« September 2024 | Main | November 2024 »

Book review: Getting (more out of ) Graphics by Antony Unwin

Unwin_gettingmoreoutofgraphics_coverAntony Unwin, a statistics professor at Augsburg, has published a new dataviz textbook called "Getting (more out of) Graphics", and he kindly sent me a review copy. (Amazon link)

I am - not surprisingly - in the prime audience for such a book. It covers some gaps in the market:
a) it emphasizes exploratory graphics rather than presentation graphics
b) it deals not just with designing graphics but also interpreting (i.e. reading) them
c) it covers data pre-processing and data visualization in a more balanced way
d) it develops full case studies involving multiple graphics from the same data sources

The book is divided into two parts: the first, which covers 75% of the materials, details case studies, while the final quarter of the book offers "advice". The book has a github page containing R code which, as I shall explain below, is indispensable to the serious reader.
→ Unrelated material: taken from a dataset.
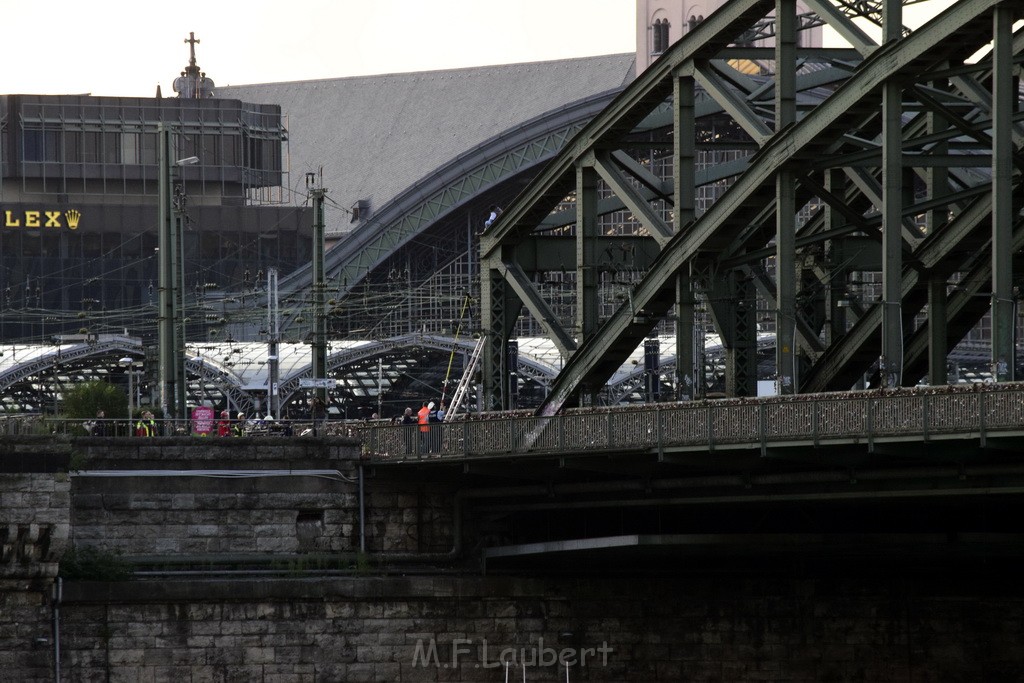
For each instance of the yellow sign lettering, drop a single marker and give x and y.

Given the aforementioned design, the case studies in Unwin's book have a certain flavor: most of the data sets are relatively complex, with many variables, including a time component. The primary goal of Unwin's exploratory graphics can be stated as stimulating "entertaining discussions" about and "involvment" with the data. They are open-ended, and frequently inconclusive. This is a major departure from other data visualization textbooks on the market, and also many of my own blog posts, where we focus on selecting a good graphic for presenting insights visually to an intended audience, without assuming domain expertise.
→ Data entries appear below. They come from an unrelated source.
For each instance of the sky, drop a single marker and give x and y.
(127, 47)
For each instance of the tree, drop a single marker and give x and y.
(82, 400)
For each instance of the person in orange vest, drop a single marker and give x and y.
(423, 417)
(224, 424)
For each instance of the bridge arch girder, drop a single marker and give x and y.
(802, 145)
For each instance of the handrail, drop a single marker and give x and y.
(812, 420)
I particularly enjoyed the following sections: a discussion of building graphs via "layering" (starting on p. 326), enumeration of iterative improvement to graphics (starting on p. 402), and several examples of data wrangling (e.g. p.52).

Unwin_fig4.7

Unwin does not give "advice" in the typical style of do this, don't do that. His advice is fashioned in the style of an analyst. He frames and describes the issues, shows rather than tells. This paragraph from the section about grouping data is representative:

Sorting into groups gets complicated when there are several grouping variables. Variables may be nested in a hierarchy... or they may have no such structure... Groupings need to be found that reflect the aims of the study. (p. 371)
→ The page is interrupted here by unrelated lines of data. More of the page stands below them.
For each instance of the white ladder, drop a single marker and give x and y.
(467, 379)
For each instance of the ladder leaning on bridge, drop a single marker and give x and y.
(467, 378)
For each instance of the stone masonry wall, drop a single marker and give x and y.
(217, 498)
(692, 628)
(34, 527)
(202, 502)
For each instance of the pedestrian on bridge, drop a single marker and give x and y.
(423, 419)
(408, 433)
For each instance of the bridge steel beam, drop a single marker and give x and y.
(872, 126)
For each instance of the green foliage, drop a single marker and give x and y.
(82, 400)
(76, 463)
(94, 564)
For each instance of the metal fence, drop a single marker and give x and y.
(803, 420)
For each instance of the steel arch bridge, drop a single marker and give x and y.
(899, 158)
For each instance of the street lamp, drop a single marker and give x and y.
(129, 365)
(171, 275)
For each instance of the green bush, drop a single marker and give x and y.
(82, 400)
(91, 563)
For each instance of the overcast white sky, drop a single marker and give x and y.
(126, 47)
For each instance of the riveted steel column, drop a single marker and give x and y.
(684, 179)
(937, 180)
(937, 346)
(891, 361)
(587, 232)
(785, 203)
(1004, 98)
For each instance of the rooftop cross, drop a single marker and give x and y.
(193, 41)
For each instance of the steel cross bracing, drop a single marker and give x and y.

He writes down what he has done, may provide a reason for his choices, but is always understated. He sees no point in selling his reasoning.

The structure of the last part of the book, the "advice" chapters, is quite unusual. The chapter headers are: (data) provenance and quality; wrangling; colour; setting the scene (scaling, layout, etc.); ordering, sorting and arranging; what affects interpretation; and varieties of plots.

What you won't find are extended descriptions of chart forms, rules of visualization, or flowcharts tying data types to chart forms. Those are easily found online if you want them (you probably won't care if you're reading Unwin's book.)

***

For the serious reader, the book should be consumed together with the code on github. Find specific graphs from the case studies that interest you, open the code in your R editor, and follow how Unwin did it. The "advice" chapters highlight points of interest from the case studies presented earlier so you may start there, cross-reference the case studies, then jump to the code.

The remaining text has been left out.